1.1 Lenvatinib and sorafenib are recommended as options for treating progressive, locally advanced or metastatic differentiated thyroid cancer (papillary, follicular or Hürthle cell) in adults whose disease does not respond to radioactive iodine, only if:
they have not had a tyrosine kinase inhibitor before or
they have had to stop taking a tyrosine kinase inhibitor within 3 months of starting it because of toxicity (specifically, toxicity that cannot be managed by dose delay or dose modification).
Lenvatinib and sorafenib are recommended only if the companies provide them according to the commercial arrangements.
1.2 This recommendation is not intended to affect treatment with lenvatinib or sorafenib that was started in the NHS before this guidance was published. People having treatment outside this recommendation may continue without change to the funding arrangements in place for them before this guidance was published, until they and their NHS clinician consider it appropriate to stop.

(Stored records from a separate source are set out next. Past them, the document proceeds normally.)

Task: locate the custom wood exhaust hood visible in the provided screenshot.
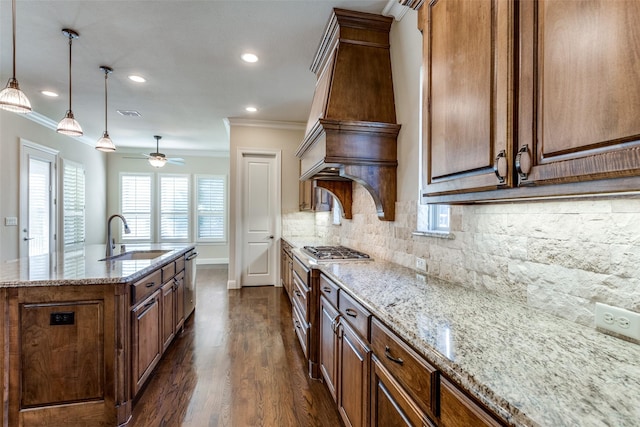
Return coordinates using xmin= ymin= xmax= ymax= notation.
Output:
xmin=295 ymin=8 xmax=400 ymax=221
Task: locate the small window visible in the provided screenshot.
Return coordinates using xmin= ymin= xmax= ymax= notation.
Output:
xmin=121 ymin=174 xmax=152 ymax=241
xmin=416 ymin=203 xmax=450 ymax=234
xmin=159 ymin=174 xmax=190 ymax=240
xmin=62 ymin=160 xmax=85 ymax=249
xmin=195 ymin=175 xmax=227 ymax=242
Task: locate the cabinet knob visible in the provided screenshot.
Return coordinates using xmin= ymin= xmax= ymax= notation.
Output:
xmin=515 ymin=145 xmax=532 ymax=181
xmin=493 ymin=150 xmax=508 ymax=184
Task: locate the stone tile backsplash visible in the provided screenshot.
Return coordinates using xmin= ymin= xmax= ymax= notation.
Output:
xmin=311 ymin=184 xmax=640 ymax=328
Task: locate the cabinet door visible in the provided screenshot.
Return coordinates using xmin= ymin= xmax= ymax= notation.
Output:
xmin=131 ymin=291 xmax=162 ymax=396
xmin=299 ymin=179 xmax=313 ymax=211
xmin=371 ymin=356 xmax=435 ymax=427
xmin=517 ymin=1 xmax=640 ymax=187
xmin=175 ymin=272 xmax=185 ymax=331
xmin=319 ymin=296 xmax=340 ymax=402
xmin=338 ymin=320 xmax=370 ymax=427
xmin=439 ymin=378 xmax=503 ymax=427
xmin=422 ymin=0 xmax=515 ymax=196
xmin=161 ymin=281 xmax=175 ymax=352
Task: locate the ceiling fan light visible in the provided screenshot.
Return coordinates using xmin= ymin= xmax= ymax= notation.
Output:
xmin=148 ymin=156 xmax=167 ymax=168
xmin=56 ymin=110 xmax=83 ymax=136
xmin=0 ymin=78 xmax=32 ymax=113
xmin=96 ymin=131 xmax=116 ymax=152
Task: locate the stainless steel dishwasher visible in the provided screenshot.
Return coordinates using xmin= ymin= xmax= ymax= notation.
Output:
xmin=184 ymin=249 xmax=198 ymax=318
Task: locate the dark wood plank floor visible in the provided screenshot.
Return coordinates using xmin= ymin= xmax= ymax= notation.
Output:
xmin=129 ymin=266 xmax=343 ymax=427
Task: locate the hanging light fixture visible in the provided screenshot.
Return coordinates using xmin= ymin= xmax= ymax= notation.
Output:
xmin=148 ymin=135 xmax=167 ymax=168
xmin=95 ymin=66 xmax=116 ymax=152
xmin=56 ymin=29 xmax=83 ymax=136
xmin=0 ymin=0 xmax=32 ymax=113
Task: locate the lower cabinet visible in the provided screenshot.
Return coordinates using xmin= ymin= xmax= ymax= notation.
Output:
xmin=131 ymin=290 xmax=162 ymax=396
xmin=439 ymin=378 xmax=503 ymax=427
xmin=319 ymin=295 xmax=340 ymax=401
xmin=338 ymin=319 xmax=371 ymax=427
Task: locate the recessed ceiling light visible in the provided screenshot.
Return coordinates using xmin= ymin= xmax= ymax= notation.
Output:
xmin=117 ymin=109 xmax=142 ymax=117
xmin=245 ymin=106 xmax=257 ymax=112
xmin=128 ymin=75 xmax=146 ymax=83
xmin=241 ymin=53 xmax=259 ymax=63
xmin=41 ymin=90 xmax=58 ymax=97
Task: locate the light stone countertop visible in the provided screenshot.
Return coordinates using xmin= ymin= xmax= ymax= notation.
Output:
xmin=289 ymin=247 xmax=640 ymax=427
xmin=0 ymin=244 xmax=195 ymax=287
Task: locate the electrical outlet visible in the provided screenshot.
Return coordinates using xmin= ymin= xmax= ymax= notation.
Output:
xmin=595 ymin=303 xmax=640 ymax=341
xmin=415 ymin=257 xmax=427 ymax=272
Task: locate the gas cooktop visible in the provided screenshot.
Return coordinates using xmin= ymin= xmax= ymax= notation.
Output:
xmin=302 ymin=245 xmax=371 ymax=262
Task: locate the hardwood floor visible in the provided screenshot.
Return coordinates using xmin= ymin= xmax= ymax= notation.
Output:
xmin=129 ymin=266 xmax=343 ymax=427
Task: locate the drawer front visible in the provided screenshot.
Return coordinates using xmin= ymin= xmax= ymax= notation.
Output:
xmin=292 ymin=272 xmax=309 ymax=321
xmin=292 ymin=303 xmax=308 ymax=359
xmin=371 ymin=317 xmax=438 ymax=418
xmin=292 ymin=255 xmax=309 ymax=286
xmin=319 ymin=274 xmax=339 ymax=307
xmin=162 ymin=261 xmax=176 ymax=283
xmin=175 ymin=255 xmax=185 ymax=273
xmin=132 ymin=269 xmax=162 ymax=305
xmin=338 ymin=290 xmax=371 ymax=339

Why the committee made these recommendations
Lenvatinib and sorafenib (tyrosine kinase inhibitors) are the only treatment options for progressive, locally advanced or metastatic differentiated thyroid cancer after surgery and radioactive iodine. For people who cannot have lenvatinib or sorafenib, best supportive care is the only option.
Clinical trial evidence shows that lenvatinib and sorafenib are both effective in delaying disease progression, but there is a higher response rate (that is, more tumours shrink) with lenvatinib and it may delay progression for longer. Clinical expert advice is that this response is associated with an improvement in symptoms, which is valued by patients. Lenvatinib and sorafenib also increase the length of time people live, but it is uncertain by how long.
The cost-effectiveness estimates are higher than what NICE normally considers acceptable, and lenvatinib and sorafenib do not meet NICE's end-of-life criteria. But the treatments do increase length of life and there are no other treatments available for the condition. Also, the cost-effectiveness estimates do not capture the benefits of people having a response to treatment, that is, an improvement in symptoms.
Taking all this into account, lenvatinib and sorafenib are recommended as treatment options for differentiated thyroid cancer after radioactive iodine. However, they are recommended only for people who have not had tyrosine kinase inhibitors before, or who have to stop them early because of tolerability (specifically, toxicity that cannot be managed by dose delay or dose modification). This is because there is not enough clinical evidence and no cost-effectiveness evidence to determine whether the treatments are effective when used sequentially.